Statistical Analysis using Top Influences
This is not all-inclusive yet of removals analysis, but gives good insight into what is a positive and/or negative influence on a child's case in the foster care system. These results were found based on statistical analysis aided using the Random Forest model's results. I took the average value and compared who was above/below that value.
Removal to Re-Entry Case Tracking
Children are removed from their homes to start their path in the foster care system, but then they many times are also removed from the placements that they are put into. It may take a number of days, weeks, months, or years for them to return. After speaking with the company, they recommended that I track how children are reunified with their parents as an End Reason, and why they are put back into the system after this. This would imply that they are then removed AGAIN out of the same home that they were originally taken out of. I built more programs (#'s 15, 16, 17, 18, 19) to track these "re-entry" case details as children are brought back out of the same home that they first were taken out of, for a second time.
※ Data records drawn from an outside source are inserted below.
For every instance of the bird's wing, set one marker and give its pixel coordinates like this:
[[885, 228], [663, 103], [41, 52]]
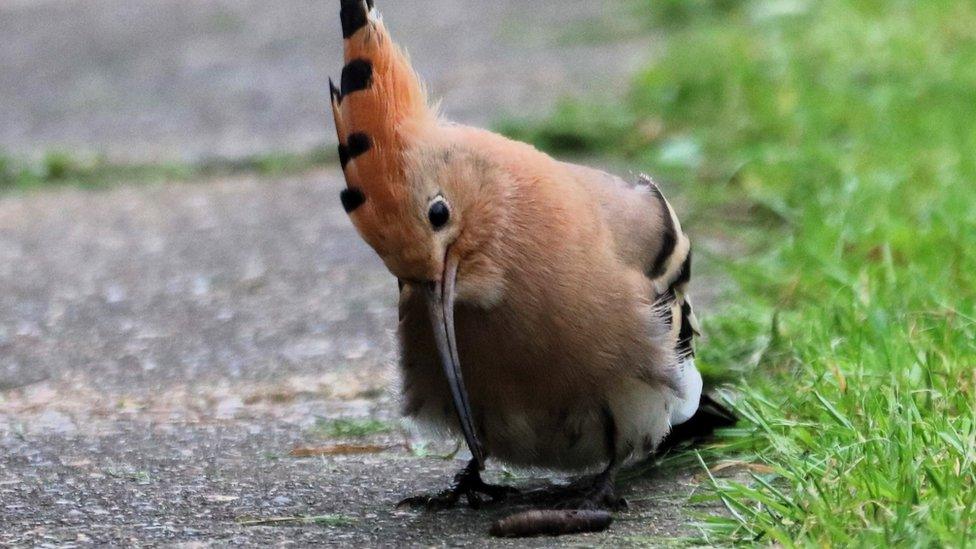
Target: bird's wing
[[648, 237]]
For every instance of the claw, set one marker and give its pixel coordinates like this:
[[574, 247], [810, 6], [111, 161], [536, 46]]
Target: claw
[[467, 484]]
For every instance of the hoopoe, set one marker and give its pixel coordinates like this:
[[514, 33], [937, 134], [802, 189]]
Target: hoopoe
[[544, 314]]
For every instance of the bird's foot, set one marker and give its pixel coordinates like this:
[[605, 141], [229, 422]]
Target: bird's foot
[[597, 494], [467, 484]]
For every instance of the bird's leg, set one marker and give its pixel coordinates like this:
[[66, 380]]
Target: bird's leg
[[602, 493], [599, 492], [467, 483]]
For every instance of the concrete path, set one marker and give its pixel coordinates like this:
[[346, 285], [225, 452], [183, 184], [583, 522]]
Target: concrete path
[[184, 79], [164, 349]]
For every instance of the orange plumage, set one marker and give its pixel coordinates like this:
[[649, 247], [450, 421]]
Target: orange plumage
[[543, 312]]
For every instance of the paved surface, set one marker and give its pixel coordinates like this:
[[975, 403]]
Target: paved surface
[[164, 348], [184, 79]]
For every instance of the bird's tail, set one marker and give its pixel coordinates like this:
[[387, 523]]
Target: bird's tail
[[711, 415], [379, 103]]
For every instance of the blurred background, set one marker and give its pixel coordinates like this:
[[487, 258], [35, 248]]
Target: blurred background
[[195, 346]]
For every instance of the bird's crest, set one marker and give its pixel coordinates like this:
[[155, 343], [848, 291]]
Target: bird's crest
[[379, 107]]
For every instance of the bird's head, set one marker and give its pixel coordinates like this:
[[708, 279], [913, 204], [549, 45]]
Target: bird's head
[[429, 204]]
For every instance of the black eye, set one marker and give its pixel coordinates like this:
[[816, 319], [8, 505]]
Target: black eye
[[439, 214]]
Reunification Cases; Removal Tracking
Children who's first removal is marked with an end reason of "Reunification with Parents". Which placements and services do these children move into after their 1st removal ends in reunification?
The neural network was used to assess the capability of machine learning models to accurately predict the "success" of a case (the "Weight" feature that we engineered earlier). This model below also includes the crime data; it was actually created solely to test if there was enough data in our statistical analysis / machine learning dataframe "all_numbers", to determine if more data was needed to make a more accurate prediction. To our surprise, this was extremely accurate, so I did not need to source out any additional details beyond what I had.
Once this neural network was done (error was only 4.5%), I knew that I had enough data to make accurate predictions with for the "weight" (the success factor).
Results: Random Forest on Removal Data
Once again, incredible results with the RF model using R. This time, different characteristics show up that were in the ML_Removals df created by the removals programs. Lots of good insights here.
If I just use the newer removal data in the ML frame to make the prediction for case success to see how it ranks:
I used a number of different decision trees in an attempt to gain more insight out of the data. However, most of the results were self-explanatory. For example, below, we can see that a lower Rank usually results in a higher Weight. This makes sense because Rank was based off of the success of a child's final case. A lower Rank means a less successful case result, so the child would most likely have a higher Weight for their entire case as well.
Geographic Heat Mapping
The goal of heat mapping the data (there were ~900 unique zip codes present) was to see if any areas particularly stuck out as having a high number of cases per capita.